Äußerungen über voneinander unabhängige Verhaltensweisen werden als
getrennte Kommentare gewertet.
“Jack ist ein sehr schlauer Junge und er ist sportlich.”
„ er ist offen, vertraut mir, kuschelt oft mit mir“
96
Anhang: Five Minute Speech Sample
Da zwei verschiedene Eigenschaften genannt werden (Intelligenz und
Sportlichkeit), werden auch zwei positive Kommentare gezählt.

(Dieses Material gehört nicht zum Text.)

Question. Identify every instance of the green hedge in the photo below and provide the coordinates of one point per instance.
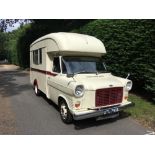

Äußerungen über ähnliches Verhalten werden als ein positiver Kommentar
gezählt.
“Er ist sehr musikalisch. Er spielt Klavier und singt.“
Da sich beide Äußerungen auf die Musikalität des Kindes beziehen, wird nur
ein positiver Kommentar gezählt.
Nicht geratet werden:
Äußerungen mit relativierenden Wörtern, z.B. “manchmal” oder “kann lieb
sein” oder „eigentlich“
Äußerungen in der Vergangenheitsform
CAVE*: „er ist häufig pfiffig“ nicht relativierend: Positiver Kommentar
Beispiele*
„Jack rastet nicht mehr so oft aus“ kein positiver Kommentar, neutral
„Jack ist viel lieber geworden“ kein positiver Kommentar, neutral, man kennt
das Ausgangsniveau ja nicht
CAVE*: Eine Äußerung kann beides enthalten, positive und negative
Kommentare, es ist nicht notwendigerweise so, dass sich positiv + negativ zu
neutral aufhebt z.B.
„Jack ist sehr intelligent, aber er kann sich häufig nicht konzentrieren“ (1 pos.
+ 1 negativer Kommentar)
Es sei denn: durch die erweiterte Äußerung wird der positive bzw. negative
Kommentar aufgehoben:
„Er kennt sich gut mit Computern aus, aber nur mit dem Spiele-Scheiß“ (kein
positiver Kommentar)
97
Anhang: Five Minute Speech Sample
CAVE: Bloße Beschreibungen z.B. von Hobbies zählen nicht als positive
Kommentare, es sei denn Mutter sagt, dass er es gut macht.
„Er kocht gerne etc.“ (kein positiver Kommentar)
„Er kocht sehr gerne, das macht er richtig gut“ (positiver Kommentar)
Kodieren von High vs. Low Expressed Emotion (CRIT)
High Expressed Emotion wird kodiert, wenn ein negatives bzw. niedriges
Rating auf mindestens einer der globalen Skalen (ohne EOI) sowie mehr
kritische als positive Kommentare vorliegen.
98
Lebenslauf
8 Lebenslauf
Mein Lebenslauf wird aus Gründen des Datenschutzes in der elektronischen
Fassung meiner Arbeit nicht veröffentlicht.